Mais les enfants ne sont pas les seules victimes de cette
situation. Les parents eux-mêmes
souffrent de cette situation car plusieurs d’entre sont sans extraits
d’actes de naissance. La cherté des coûts et la complexité des procédures les
conduisent à rechercher la voie de la fraude
pour se faire établir leurs actes.
En effet, la fraude sur l’état civil est pratique qui a
court dans le Département et des cas de fraudes sont constamment découvert par
les services concernés.
Les usagers ne sont pas responsables de la fraude car des
informations en notre possession révèlent des agents de la Mairie étaient
versés dans cette pratique illégale, avant d’être découverts et radiés.

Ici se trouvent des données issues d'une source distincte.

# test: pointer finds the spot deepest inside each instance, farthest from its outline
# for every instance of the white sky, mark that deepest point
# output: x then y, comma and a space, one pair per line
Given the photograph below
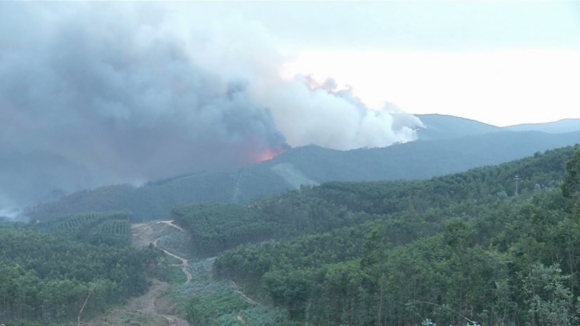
497, 62
497, 87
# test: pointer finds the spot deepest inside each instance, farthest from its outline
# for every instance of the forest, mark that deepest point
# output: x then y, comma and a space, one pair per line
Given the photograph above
496, 245
455, 250
49, 269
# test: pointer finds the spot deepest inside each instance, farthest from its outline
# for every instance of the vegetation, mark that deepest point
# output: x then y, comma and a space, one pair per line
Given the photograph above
414, 160
457, 250
49, 270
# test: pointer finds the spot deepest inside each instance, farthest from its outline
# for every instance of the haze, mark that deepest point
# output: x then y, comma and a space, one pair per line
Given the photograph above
102, 93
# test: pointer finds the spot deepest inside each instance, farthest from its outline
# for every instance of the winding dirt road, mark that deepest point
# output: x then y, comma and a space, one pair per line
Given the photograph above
184, 262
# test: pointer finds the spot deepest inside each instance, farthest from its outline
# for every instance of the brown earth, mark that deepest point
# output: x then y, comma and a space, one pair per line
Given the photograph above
154, 308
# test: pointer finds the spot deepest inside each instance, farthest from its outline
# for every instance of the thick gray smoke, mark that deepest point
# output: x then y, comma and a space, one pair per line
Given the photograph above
95, 93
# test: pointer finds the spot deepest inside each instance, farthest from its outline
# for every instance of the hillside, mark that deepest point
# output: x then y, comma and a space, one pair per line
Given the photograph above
556, 127
459, 249
439, 126
310, 165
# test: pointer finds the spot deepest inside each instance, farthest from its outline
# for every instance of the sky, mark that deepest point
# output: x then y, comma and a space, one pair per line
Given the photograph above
499, 62
100, 93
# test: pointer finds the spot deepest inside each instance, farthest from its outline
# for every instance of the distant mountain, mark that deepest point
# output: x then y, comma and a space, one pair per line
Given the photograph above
556, 127
311, 165
438, 126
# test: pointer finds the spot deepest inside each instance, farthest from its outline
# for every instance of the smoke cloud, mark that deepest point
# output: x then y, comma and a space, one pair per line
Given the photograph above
94, 94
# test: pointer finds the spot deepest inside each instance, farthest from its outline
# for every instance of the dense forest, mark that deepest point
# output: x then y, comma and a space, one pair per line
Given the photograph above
308, 165
455, 250
497, 245
50, 269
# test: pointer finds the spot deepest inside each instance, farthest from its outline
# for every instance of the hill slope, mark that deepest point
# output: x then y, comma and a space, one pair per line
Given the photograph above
311, 165
438, 126
556, 127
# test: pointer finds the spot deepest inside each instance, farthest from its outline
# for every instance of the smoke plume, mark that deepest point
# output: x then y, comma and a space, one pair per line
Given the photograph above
94, 94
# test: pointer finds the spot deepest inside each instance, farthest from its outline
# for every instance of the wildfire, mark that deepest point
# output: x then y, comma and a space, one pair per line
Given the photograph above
268, 154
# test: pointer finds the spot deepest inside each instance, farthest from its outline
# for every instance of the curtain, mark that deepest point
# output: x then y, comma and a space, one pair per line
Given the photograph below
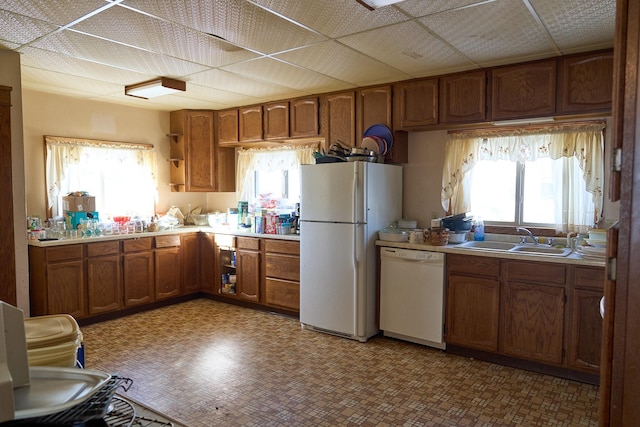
268, 159
582, 140
114, 170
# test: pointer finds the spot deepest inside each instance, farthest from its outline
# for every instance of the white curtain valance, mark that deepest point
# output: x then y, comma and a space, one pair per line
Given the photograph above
583, 140
61, 152
268, 159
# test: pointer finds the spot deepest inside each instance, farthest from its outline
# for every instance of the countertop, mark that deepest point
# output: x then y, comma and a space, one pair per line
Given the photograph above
176, 230
572, 259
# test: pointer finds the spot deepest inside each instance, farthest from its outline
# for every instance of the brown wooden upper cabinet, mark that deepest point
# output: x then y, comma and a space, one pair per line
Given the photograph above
338, 112
196, 162
463, 97
276, 120
227, 127
304, 117
524, 90
250, 119
586, 83
417, 103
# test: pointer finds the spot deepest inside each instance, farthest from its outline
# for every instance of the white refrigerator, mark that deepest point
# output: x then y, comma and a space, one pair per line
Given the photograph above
342, 207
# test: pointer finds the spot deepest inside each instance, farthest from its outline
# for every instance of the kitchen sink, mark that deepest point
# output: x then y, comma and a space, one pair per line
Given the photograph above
542, 250
488, 244
514, 247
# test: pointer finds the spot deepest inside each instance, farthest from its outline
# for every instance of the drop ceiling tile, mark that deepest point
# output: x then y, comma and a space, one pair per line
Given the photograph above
237, 21
80, 46
230, 82
58, 12
160, 36
592, 22
334, 18
419, 8
51, 81
278, 72
410, 48
343, 63
20, 29
60, 63
491, 32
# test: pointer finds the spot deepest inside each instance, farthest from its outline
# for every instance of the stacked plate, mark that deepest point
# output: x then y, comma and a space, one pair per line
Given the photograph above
377, 138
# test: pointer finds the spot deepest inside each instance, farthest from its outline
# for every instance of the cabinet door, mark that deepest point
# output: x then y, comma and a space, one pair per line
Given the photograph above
276, 120
208, 262
463, 98
418, 103
138, 278
373, 107
587, 83
227, 126
248, 274
250, 123
472, 315
534, 322
190, 261
526, 90
339, 118
66, 289
586, 331
168, 272
104, 284
304, 118
200, 164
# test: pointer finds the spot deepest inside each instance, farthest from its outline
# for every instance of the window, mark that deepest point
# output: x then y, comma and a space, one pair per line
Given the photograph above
122, 177
543, 176
270, 178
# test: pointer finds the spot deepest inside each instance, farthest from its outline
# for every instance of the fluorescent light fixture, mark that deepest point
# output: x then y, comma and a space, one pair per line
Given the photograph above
156, 87
374, 4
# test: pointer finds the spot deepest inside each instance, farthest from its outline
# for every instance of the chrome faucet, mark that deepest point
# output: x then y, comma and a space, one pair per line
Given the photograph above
525, 230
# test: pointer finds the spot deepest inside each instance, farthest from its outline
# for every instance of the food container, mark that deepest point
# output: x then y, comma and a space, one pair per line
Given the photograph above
53, 340
458, 236
438, 236
407, 223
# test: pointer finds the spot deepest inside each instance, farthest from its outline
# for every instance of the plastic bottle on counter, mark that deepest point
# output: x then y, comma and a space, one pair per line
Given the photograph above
478, 231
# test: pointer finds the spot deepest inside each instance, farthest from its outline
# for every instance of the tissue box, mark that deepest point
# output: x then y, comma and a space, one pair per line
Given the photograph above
79, 203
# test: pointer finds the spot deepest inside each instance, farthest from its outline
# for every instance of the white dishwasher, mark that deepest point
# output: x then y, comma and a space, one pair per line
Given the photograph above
412, 296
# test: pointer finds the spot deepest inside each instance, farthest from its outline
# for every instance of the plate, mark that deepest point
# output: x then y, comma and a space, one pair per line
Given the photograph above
54, 389
383, 132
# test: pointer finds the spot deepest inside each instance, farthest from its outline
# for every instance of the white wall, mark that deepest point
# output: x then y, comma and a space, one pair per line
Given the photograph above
52, 114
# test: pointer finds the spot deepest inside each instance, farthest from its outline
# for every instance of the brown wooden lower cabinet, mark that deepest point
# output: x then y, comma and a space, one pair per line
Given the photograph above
545, 313
104, 277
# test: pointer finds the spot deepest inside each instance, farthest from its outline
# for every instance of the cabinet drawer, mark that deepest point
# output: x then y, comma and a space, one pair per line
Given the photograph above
248, 243
105, 248
167, 241
589, 278
282, 293
282, 266
282, 246
534, 272
475, 265
62, 253
135, 245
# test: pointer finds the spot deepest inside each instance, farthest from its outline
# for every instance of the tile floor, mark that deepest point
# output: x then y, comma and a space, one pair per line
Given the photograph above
206, 363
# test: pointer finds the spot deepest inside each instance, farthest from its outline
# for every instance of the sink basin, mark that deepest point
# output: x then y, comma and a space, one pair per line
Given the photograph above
514, 247
488, 244
542, 250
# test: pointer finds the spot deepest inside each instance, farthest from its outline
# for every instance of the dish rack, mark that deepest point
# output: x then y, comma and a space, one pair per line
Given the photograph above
113, 411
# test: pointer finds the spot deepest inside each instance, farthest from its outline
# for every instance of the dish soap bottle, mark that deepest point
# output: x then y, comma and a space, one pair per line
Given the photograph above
478, 231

En plus d’hypothéquer l’avenir des jeunes, d’en faire des
déscolarisés exposés à toutes sortes de maux de la société (drogue, vol,
agression etc …), la difficulté d’enregistrement des naissances conduit à fragilisation des services ou des
institutions de l’Etat.
LES
RECOMMANDATIONS
Face à de telles conséquences désastreuses, des solutions
urgentes et idoines méritent d’être
trouvées.
En ce qui nous concerne, la problématique de
l’enregistrement des naissances à Duékoué trouve une réponse à la lumière des
avis ou des opinions des populations
locales.
La baisse du coût des extraits d’acte de naissance et du
jugement supplétif, comme de nombreux usagers le souhaitent, contribuera sans
nul doute à créer une affluence dans les centres d’enregistrement.

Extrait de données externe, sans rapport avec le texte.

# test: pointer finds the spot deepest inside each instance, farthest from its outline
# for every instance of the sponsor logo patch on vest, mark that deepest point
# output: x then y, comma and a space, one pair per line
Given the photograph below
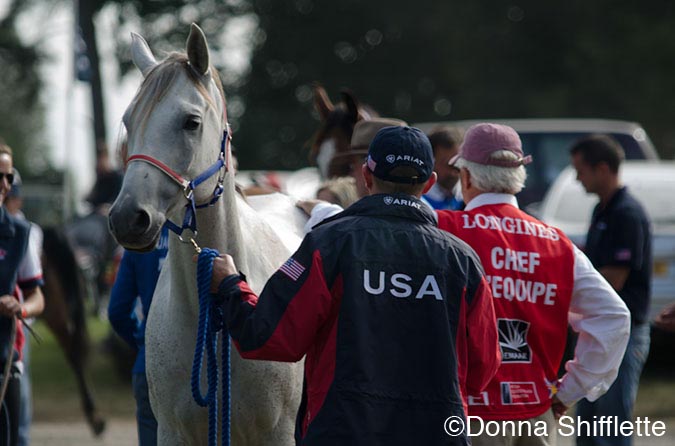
479, 400
519, 393
513, 340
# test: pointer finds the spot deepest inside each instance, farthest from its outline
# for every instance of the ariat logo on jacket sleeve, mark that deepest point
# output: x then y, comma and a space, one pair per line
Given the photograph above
388, 200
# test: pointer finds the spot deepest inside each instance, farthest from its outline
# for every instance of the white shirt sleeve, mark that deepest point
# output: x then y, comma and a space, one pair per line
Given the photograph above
30, 267
321, 212
602, 320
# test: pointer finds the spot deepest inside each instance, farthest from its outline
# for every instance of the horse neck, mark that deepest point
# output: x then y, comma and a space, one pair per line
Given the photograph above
218, 228
221, 226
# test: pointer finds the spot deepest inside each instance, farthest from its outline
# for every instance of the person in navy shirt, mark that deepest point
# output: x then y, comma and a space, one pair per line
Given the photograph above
619, 244
19, 267
136, 279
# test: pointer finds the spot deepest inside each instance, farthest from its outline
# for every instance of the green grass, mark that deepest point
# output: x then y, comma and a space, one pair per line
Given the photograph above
55, 394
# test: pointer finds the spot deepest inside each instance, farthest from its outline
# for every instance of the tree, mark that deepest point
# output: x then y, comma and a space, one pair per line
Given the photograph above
20, 84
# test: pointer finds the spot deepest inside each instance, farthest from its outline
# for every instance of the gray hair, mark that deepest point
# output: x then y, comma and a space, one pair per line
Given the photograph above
505, 180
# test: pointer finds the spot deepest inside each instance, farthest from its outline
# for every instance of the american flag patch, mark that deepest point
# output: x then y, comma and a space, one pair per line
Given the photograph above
622, 254
292, 269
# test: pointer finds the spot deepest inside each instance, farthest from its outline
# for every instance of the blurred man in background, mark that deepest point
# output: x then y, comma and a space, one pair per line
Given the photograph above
443, 195
14, 205
19, 267
619, 244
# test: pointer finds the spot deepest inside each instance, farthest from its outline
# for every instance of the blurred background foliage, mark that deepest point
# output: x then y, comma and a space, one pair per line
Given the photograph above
418, 61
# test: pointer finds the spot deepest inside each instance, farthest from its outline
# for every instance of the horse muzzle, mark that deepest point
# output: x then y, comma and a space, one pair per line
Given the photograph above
135, 227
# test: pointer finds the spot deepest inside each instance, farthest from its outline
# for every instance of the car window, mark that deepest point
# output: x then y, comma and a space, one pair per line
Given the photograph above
550, 154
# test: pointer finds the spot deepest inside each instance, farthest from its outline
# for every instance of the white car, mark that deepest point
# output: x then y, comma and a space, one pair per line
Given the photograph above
568, 207
549, 141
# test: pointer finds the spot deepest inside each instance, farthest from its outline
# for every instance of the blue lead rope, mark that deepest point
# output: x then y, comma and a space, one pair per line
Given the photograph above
210, 323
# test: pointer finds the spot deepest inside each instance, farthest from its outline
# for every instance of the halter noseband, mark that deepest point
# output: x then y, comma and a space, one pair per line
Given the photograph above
188, 186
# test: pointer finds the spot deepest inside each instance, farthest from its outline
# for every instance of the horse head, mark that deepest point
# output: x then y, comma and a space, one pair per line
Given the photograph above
337, 126
178, 110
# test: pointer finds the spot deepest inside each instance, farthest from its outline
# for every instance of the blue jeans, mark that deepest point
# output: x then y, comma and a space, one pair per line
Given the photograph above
147, 424
26, 410
619, 399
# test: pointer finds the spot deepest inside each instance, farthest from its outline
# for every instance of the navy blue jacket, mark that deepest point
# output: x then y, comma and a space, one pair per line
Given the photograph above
620, 235
13, 245
394, 317
136, 278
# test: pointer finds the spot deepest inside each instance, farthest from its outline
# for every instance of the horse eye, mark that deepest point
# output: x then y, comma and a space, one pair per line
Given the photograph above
192, 123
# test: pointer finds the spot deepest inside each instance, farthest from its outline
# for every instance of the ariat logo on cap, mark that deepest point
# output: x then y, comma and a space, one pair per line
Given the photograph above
407, 158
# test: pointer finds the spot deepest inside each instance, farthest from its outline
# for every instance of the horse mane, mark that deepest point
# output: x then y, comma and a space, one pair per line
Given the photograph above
342, 119
159, 79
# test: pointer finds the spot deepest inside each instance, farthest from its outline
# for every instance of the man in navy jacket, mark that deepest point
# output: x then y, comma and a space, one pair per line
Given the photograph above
394, 316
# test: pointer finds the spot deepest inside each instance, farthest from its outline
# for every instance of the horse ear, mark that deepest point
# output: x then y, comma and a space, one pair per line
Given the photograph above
198, 51
141, 54
352, 105
322, 102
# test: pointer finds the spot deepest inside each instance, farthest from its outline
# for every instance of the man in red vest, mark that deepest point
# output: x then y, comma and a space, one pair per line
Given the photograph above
540, 283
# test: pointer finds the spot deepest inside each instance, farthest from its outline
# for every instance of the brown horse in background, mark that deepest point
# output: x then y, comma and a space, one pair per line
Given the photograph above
332, 140
65, 316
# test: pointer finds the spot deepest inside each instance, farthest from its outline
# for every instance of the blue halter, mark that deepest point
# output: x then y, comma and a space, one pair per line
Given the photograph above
190, 217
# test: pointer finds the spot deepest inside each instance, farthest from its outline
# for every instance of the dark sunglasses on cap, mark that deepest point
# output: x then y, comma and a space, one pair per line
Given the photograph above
9, 176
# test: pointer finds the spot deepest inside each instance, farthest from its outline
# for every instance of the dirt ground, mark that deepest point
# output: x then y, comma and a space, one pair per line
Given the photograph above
119, 432
122, 432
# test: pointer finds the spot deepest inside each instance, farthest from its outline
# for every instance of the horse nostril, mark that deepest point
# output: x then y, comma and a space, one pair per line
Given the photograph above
141, 222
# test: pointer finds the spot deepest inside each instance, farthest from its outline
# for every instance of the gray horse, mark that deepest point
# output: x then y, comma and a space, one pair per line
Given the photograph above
177, 120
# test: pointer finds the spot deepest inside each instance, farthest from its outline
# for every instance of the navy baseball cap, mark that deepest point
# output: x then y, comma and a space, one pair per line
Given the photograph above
399, 146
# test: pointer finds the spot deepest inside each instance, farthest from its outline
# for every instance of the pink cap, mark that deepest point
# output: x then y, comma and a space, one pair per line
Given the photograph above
482, 140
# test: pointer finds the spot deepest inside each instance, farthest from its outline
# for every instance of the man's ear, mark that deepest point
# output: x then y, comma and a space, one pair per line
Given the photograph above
430, 182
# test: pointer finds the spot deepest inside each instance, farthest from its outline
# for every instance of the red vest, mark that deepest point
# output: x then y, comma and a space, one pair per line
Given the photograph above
530, 269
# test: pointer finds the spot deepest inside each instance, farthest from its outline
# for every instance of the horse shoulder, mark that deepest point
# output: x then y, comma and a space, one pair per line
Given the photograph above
272, 230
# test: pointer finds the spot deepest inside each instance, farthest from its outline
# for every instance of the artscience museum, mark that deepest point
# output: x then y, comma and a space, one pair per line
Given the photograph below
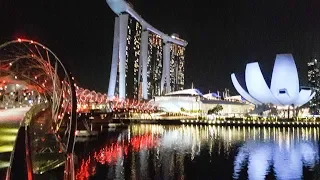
284, 88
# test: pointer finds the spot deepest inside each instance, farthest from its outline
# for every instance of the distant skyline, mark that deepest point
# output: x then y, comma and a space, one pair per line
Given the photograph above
223, 37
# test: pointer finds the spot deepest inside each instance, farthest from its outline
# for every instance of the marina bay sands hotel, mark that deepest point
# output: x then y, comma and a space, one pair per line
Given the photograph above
145, 61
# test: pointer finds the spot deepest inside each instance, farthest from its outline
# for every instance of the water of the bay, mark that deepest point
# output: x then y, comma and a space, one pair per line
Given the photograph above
156, 152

A ce niveau un clin d’œil est fait aux ONG telles qu’IRC, le Conseil Norvégien,
les Cliniques juridiques ou USAID qui ont mené des projets porteurs dans ce
sens dans le Département. Et surtout l’UNICEF dont le directeur général pour la
France, Sébastien Lyon a effectué une visite de terrain en Aout dernier dans la
région du Cavally pour booster le taux de déclaration des naissances à travers
un projet plein d’espoir. Cette agence du système des Nations Unies a joué un
rôle important dans la promotion de la
déclaration de naissance en réhabilitant le centre d’état civil de la sous-préfecture
de Guiglo.
De même, la multiplication des centres d’enregistrement et le rapprochement
de ceux ci des populations est une solution. A cela pourra s’ajouter
l’informatisation et la centralisation de tous les services d’état civil
nationaux comme dans les pays développés. Ce projet est envisagé depuis
longtemps par le Gouvernement mais sa mise en œuvre tarde à voir le jour.

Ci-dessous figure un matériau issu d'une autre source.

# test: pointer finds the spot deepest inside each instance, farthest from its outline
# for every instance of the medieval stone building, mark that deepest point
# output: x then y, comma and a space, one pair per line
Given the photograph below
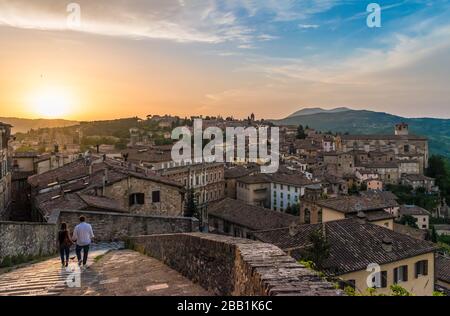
5, 172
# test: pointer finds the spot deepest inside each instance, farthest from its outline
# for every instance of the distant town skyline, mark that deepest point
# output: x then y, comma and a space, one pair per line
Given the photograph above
214, 57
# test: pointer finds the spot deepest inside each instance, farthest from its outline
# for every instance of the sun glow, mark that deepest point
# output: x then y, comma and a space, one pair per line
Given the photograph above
51, 103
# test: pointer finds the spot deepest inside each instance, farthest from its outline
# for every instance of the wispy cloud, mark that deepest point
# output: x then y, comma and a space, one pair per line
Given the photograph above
308, 26
207, 21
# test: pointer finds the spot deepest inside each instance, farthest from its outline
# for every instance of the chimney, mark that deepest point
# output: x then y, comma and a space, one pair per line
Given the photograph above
387, 244
361, 217
105, 181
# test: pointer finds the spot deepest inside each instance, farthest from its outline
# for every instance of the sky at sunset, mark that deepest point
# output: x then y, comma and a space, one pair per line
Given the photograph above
228, 57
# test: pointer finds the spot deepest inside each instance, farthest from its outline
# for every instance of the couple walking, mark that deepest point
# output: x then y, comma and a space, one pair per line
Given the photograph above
82, 236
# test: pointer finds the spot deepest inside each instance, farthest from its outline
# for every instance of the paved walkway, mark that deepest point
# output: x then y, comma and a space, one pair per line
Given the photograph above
129, 273
47, 277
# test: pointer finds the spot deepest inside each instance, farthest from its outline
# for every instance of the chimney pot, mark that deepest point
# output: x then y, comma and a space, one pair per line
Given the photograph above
387, 244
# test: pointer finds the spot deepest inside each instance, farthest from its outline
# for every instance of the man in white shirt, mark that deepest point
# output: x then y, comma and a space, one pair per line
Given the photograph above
82, 235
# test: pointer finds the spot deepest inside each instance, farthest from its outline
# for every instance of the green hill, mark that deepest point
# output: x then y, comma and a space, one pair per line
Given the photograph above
21, 125
368, 122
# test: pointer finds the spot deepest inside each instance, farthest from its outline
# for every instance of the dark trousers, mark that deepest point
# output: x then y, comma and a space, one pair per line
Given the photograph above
85, 254
64, 252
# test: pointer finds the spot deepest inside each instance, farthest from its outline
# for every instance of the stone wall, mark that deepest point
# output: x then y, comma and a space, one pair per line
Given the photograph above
234, 267
29, 240
113, 226
26, 240
171, 198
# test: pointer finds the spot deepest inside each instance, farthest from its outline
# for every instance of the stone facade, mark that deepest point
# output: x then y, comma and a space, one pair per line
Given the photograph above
234, 267
403, 145
205, 179
170, 201
26, 240
5, 172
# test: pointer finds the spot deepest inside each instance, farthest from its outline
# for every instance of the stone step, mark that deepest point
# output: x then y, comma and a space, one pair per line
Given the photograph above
31, 289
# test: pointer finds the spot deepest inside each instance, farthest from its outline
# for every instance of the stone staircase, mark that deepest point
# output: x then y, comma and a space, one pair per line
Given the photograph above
48, 278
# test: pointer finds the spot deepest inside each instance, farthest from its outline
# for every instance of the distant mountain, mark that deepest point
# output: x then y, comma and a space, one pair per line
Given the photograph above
24, 125
368, 122
311, 111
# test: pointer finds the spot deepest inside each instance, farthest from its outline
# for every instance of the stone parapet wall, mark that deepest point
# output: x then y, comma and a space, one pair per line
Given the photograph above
20, 241
113, 226
234, 267
26, 240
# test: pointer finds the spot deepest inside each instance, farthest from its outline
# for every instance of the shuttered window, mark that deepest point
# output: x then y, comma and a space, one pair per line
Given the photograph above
421, 268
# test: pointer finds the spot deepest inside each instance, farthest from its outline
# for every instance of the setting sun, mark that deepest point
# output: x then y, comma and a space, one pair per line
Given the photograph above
52, 103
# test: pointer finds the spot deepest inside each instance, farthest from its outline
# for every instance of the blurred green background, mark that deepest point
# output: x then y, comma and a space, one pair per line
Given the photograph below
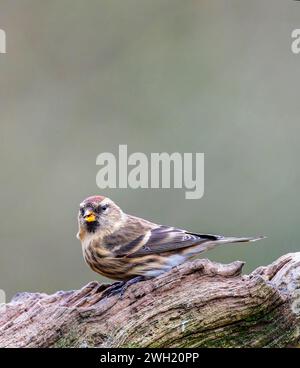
81, 77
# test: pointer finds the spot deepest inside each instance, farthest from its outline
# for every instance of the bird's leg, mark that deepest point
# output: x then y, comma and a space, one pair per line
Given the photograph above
121, 287
113, 288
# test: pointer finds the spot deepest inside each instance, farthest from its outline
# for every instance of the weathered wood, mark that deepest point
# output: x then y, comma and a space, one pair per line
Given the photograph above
198, 304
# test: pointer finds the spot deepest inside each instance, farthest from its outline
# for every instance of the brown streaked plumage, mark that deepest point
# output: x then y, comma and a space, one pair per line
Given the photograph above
121, 247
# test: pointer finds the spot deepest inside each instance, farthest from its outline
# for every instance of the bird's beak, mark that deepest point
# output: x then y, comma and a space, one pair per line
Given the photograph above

Le Gouvernement, en tant que principal acteur du
développement et du bien-être des populations a une grande part de responsabilité
dans la recherche de solutions.
Par exemple, la décision prise juillet 2013 par le chef
de l’Etat Alassane Ouattara qui permettait de déclarer tous les enfants nés
dans les années chaudes de la crise, de 2010 à 2015, pourrait être reconduite
et étendue. Car elle a été brève et des milliers de personnes n’y ont pas été
pris en compte.
Les audiences foraines sont également une occasion qui
permettent à de nombreuses personnes de régulariser leur état civil
.Malheureusement ces séances sont généralement
ponctuelles et liées aux
élections politiques.
Les politiques de gratuité de l’école et de l’école
obligatoire apparaissent comme des leviers sur lesquels des solutions contre le
manque d’intérêt des populations pour la déclaration des naissances pourront
être bâtis.
Enfin, toutes les mesures correctrices envisagées devront
bénéficier d’une large publicité par l’implication des relais d’informations et
des organes de presse locaux ou nationaux
(églises, mosquées, griots, radio, presse écrite, télé).
SAINT-TRA BI
Correspondant régional
L’action
louable du Ramede-Ci
Le Réseau des acteurs des médias pour les droits de
l’enfant en Côte d’Ivoire (Ramede-Ci)
avec à sa tête Mamadou Doumbia œuvre depuis sa création pour défendre et
promouvoir les droits des enfants en Côte d’Ivoire. Selon son PCA, Mamadou
Doumbia son organisation a déjà posé des actions en faveur des enfants d’ici et
d’ailleurs. Pour lui, le Ramede-CI agit au niveau de la communication à travers
la sensibilisation des masses. Pour réussir sa mission, le Ramede-Ci aux dires
de son président, a décidé d’inscrire la lutte dans la durée en instituant un
prix pour récompenser le journaliste qui aura fait les meilleures productions
dans la thématique des déclarations des naissances.